The final conclusion is that I'll use HMMER 3 with thresholds, it's because the calculation time is 200 times faster that HMMER 2 (Figure 1) and both retrive more or less the same number of domains for the main transcription factor families (Figure 2).

It's remarkable that HMMER 3 without thresholds is very much sensitive, detecting near the double number of domains than the rest of the techniques (Figure 1), but most of them are undesired domains that interfere with the identification of the important ones.
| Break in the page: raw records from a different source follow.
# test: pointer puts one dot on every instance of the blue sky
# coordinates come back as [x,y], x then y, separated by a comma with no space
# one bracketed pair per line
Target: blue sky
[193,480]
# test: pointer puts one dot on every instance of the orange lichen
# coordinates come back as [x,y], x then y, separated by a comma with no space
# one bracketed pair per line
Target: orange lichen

HMMER 2 results with and without thresholds are comparable (Figure 1), both of them detect most of the transcription factor domains (Figure 2), even a bit more than HMMER 3 with thresholds, without including spurious domains even without thresholds (Figure 1).

PfamScan detects less domains than the rest of the techniques (Figure 1), although it uses HMMER 3 internally, this is because it doesn't annotate overlapping domains, but also because it has very strict thresholds that in many cases fail to detect real transcription factor domains (Figure 2). We have noticed this problem in a particula recent study of the transcription factor YY1 (1UBD chain C), if we search in Pfam webserver its sequence (chain C) we obtain only 3 of the 4 real Zinc Finger domains, we must find the 4th Zinc Finger domain among the 'insignificant Pfam-A Matches'.

I hope these results help to decide to people like me dubbing among moving to HMMER 3, use PfamScan or continue using HMMER 2.

Figure 1. Statistics of several parameters with the 5 calculation methods.

Figure 2. Numer of retrieved domains for different transcription factor families with the different methods.